Ia juga menyatakan, saat ditangkap Subdit Cyber Crime Polda Metro Jaya, Feriyanto membenarkan membuat tulisan dan gambar melalui akun Facebook dengan bunyi bernada provokasi. Ajakan itu dia tujukan pada para sopir taksi Se-Jabodetabek untuk hadir di Istana Negara melakukan aksi unjuk rasa besar-besaran pada Selasa, 22 Maret 2016.

"Dan menganjurkan agar jangan lupa membawa benda-benda tumpul dan tajam, kalau perlu bawa bom molotov, antisipasi kalau Uber dan Grab lewat maka langsung dibantai," kata Ibnu.
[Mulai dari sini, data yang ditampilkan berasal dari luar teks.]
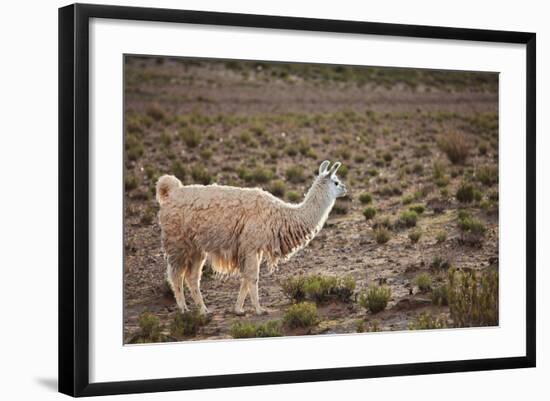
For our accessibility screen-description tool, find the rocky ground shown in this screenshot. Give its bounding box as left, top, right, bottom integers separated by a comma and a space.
124, 58, 499, 342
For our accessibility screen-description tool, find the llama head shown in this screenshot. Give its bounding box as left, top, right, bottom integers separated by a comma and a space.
318, 160, 347, 199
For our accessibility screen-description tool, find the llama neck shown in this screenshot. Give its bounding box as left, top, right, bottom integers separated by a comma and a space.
296, 178, 334, 235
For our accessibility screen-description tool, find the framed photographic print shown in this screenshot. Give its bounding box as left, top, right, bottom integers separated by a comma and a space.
59, 4, 535, 396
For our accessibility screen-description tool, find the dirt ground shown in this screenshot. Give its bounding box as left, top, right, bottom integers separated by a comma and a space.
124, 57, 499, 342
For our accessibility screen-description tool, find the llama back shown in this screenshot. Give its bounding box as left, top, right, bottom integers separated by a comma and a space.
156, 175, 182, 205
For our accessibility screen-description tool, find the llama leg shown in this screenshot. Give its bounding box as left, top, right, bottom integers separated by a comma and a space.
235, 275, 249, 316
166, 263, 189, 313
243, 254, 267, 315
185, 255, 209, 315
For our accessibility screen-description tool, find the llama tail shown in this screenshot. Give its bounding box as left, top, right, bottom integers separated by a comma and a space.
157, 175, 181, 205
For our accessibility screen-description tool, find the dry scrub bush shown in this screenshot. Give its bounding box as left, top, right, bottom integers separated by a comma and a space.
448, 268, 499, 327
438, 132, 470, 164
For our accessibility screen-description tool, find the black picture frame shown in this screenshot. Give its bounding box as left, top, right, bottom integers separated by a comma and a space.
59, 4, 536, 396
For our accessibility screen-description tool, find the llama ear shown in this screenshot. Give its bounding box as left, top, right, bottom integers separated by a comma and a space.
319, 160, 330, 175
329, 162, 342, 177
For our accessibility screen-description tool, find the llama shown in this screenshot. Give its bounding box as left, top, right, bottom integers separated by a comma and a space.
156, 161, 346, 316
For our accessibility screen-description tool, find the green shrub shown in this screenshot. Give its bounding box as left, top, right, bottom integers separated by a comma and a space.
479, 143, 488, 156
435, 230, 447, 244
146, 103, 166, 121
281, 274, 355, 303
285, 166, 305, 184
332, 200, 348, 214
432, 285, 449, 306
281, 276, 306, 302
286, 191, 301, 202
363, 207, 376, 220
338, 164, 349, 178
191, 166, 212, 185
283, 302, 318, 328
359, 192, 372, 205
230, 320, 283, 338
430, 255, 451, 270
476, 166, 498, 187
409, 312, 447, 330
456, 182, 479, 203
160, 131, 172, 148
137, 311, 164, 342
458, 214, 487, 245
124, 134, 145, 161
269, 180, 286, 198
409, 205, 426, 214
179, 127, 202, 148
199, 149, 214, 160
414, 273, 432, 293
170, 310, 209, 337
359, 285, 391, 313
242, 167, 273, 184
412, 163, 424, 175
399, 210, 418, 227
438, 132, 470, 164
124, 174, 139, 191
409, 230, 422, 244
373, 227, 391, 244
449, 268, 499, 327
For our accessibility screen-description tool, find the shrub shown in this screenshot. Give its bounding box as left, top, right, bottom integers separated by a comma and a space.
332, 200, 348, 214
230, 320, 283, 338
458, 214, 487, 245
191, 166, 212, 185
439, 132, 470, 164
146, 103, 166, 121
269, 180, 286, 198
136, 311, 164, 343
281, 276, 306, 302
172, 161, 187, 181
286, 166, 304, 184
359, 285, 391, 313
199, 149, 214, 160
363, 207, 376, 220
242, 167, 273, 184
476, 166, 498, 187
286, 191, 300, 202
283, 302, 317, 328
409, 312, 447, 330
374, 227, 390, 244
281, 274, 355, 303
399, 210, 418, 227
359, 192, 372, 205
124, 174, 139, 191
160, 131, 172, 148
479, 143, 488, 156
180, 127, 202, 148
338, 165, 349, 178
170, 310, 209, 337
414, 273, 432, 293
430, 255, 451, 270
412, 163, 424, 175
435, 230, 447, 244
449, 269, 499, 327
432, 285, 449, 306
456, 182, 475, 203
409, 230, 422, 244
409, 205, 426, 214
124, 134, 145, 161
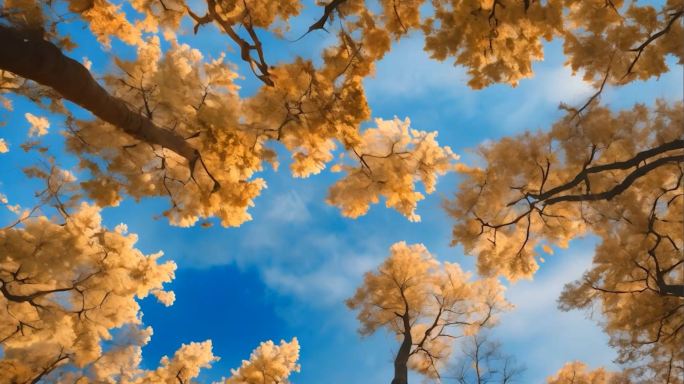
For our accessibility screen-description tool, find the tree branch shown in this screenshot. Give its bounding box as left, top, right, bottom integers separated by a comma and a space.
0, 25, 199, 164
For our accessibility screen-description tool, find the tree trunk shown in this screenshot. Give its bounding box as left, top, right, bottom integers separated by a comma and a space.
392, 312, 413, 384
0, 25, 199, 162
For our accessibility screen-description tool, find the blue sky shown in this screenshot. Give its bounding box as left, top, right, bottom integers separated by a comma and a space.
0, 3, 684, 384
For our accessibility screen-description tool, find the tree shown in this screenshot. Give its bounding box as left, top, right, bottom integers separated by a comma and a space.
0, 0, 684, 380
450, 102, 684, 376
453, 333, 525, 384
546, 361, 631, 384
226, 338, 299, 384
347, 242, 509, 384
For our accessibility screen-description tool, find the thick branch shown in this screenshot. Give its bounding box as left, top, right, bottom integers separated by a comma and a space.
0, 25, 199, 167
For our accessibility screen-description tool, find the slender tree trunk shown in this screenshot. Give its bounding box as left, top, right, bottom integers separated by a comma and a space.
0, 25, 199, 162
392, 312, 413, 384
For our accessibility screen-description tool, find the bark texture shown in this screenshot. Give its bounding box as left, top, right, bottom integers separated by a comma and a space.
0, 25, 199, 162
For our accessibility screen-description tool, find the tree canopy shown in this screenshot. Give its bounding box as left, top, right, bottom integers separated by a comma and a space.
0, 0, 684, 384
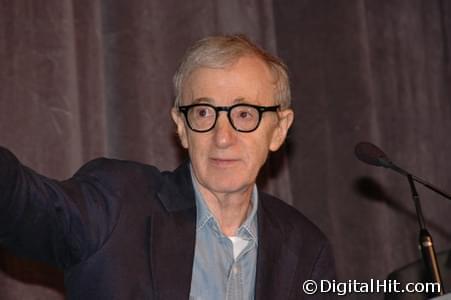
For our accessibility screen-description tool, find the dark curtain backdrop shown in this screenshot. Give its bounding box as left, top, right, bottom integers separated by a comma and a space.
0, 0, 451, 300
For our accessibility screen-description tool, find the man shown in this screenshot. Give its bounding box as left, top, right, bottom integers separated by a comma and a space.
0, 36, 334, 299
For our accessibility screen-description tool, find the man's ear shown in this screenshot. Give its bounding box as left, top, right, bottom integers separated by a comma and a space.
171, 107, 188, 149
269, 108, 294, 151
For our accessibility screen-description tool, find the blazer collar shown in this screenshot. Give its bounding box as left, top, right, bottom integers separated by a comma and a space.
148, 162, 196, 299
157, 161, 196, 212
255, 193, 300, 300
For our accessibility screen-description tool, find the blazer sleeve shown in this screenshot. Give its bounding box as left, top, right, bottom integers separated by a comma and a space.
0, 147, 119, 269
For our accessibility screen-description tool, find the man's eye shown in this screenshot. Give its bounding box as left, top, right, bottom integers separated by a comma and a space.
196, 108, 211, 118
238, 110, 254, 119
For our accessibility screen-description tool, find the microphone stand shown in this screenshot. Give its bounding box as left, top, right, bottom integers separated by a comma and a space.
407, 174, 445, 296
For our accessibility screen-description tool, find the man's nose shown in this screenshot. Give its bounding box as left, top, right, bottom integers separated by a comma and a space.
213, 113, 237, 148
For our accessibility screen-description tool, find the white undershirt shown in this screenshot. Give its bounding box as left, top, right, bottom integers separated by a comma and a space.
228, 236, 249, 260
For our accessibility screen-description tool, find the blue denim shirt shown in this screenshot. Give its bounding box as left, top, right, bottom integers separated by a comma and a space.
188, 172, 258, 300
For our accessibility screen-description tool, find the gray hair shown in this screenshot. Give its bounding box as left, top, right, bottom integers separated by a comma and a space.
173, 34, 291, 109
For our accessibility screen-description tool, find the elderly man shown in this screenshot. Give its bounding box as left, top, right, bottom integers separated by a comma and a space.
0, 36, 334, 299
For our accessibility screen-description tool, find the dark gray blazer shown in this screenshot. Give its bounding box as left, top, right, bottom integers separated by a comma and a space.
0, 147, 334, 300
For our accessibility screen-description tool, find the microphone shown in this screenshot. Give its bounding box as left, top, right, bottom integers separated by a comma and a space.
354, 142, 451, 200
354, 142, 451, 295
354, 142, 409, 176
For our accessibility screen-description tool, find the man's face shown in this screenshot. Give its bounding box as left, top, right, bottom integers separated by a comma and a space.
172, 56, 293, 194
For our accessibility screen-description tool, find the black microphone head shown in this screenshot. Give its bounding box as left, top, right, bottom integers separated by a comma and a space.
354, 142, 390, 167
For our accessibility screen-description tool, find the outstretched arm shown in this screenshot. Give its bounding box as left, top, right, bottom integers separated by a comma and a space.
0, 147, 118, 268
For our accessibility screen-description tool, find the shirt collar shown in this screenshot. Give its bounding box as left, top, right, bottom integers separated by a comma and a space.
190, 164, 258, 241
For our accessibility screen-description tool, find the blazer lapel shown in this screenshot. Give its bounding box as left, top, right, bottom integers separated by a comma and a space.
148, 163, 196, 299
255, 193, 301, 300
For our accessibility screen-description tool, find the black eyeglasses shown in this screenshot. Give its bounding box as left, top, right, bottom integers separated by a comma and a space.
179, 103, 280, 132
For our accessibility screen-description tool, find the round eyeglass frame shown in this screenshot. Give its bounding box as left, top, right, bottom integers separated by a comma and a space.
178, 103, 280, 132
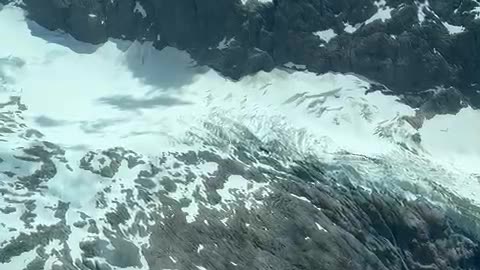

Postingan Feriyanto dinilai jaksa telah menimbulkan demo besar-besaran di depan Istana Negara yang berujung kerusuhan. Selain itu, seruan Feriyanto menyebabkan adanya aksi pencegatan dan penghadangan, serta pemukulan oleh sopir taksi terhadap sopir taksi berbasis aplikasi.

Dampaknya menimbulkan kerusuhan dan ketakutan di tengah masyarakat pada umumnya, dan pada khususnya kelompok masyarakat para sopir atau pengemudi Grab dan Uber yang berbasis online. Atas perbuatannya, jaksa penuntut umum mendakwa Feriyanto melanggar Pasal 28 ayat (2) jo 45 ayat (2) Undang-undang Nomor 11 Tahun 2008 tentang Informasi dan Transaksi Elektronik. Fery juga didakwa melanggar Pasal 160 KUHP tentang Penghasutan.

KRIMINALISASI DAN POLITISASI - Kasus yang menimpa Fery menurut Riesqi terlalu dipaksakan. Dia menuding kliennya ini hanya sebagai tumbal dari dua institusi yang berbeda pandangan terhadap angkutan umum berbasis online.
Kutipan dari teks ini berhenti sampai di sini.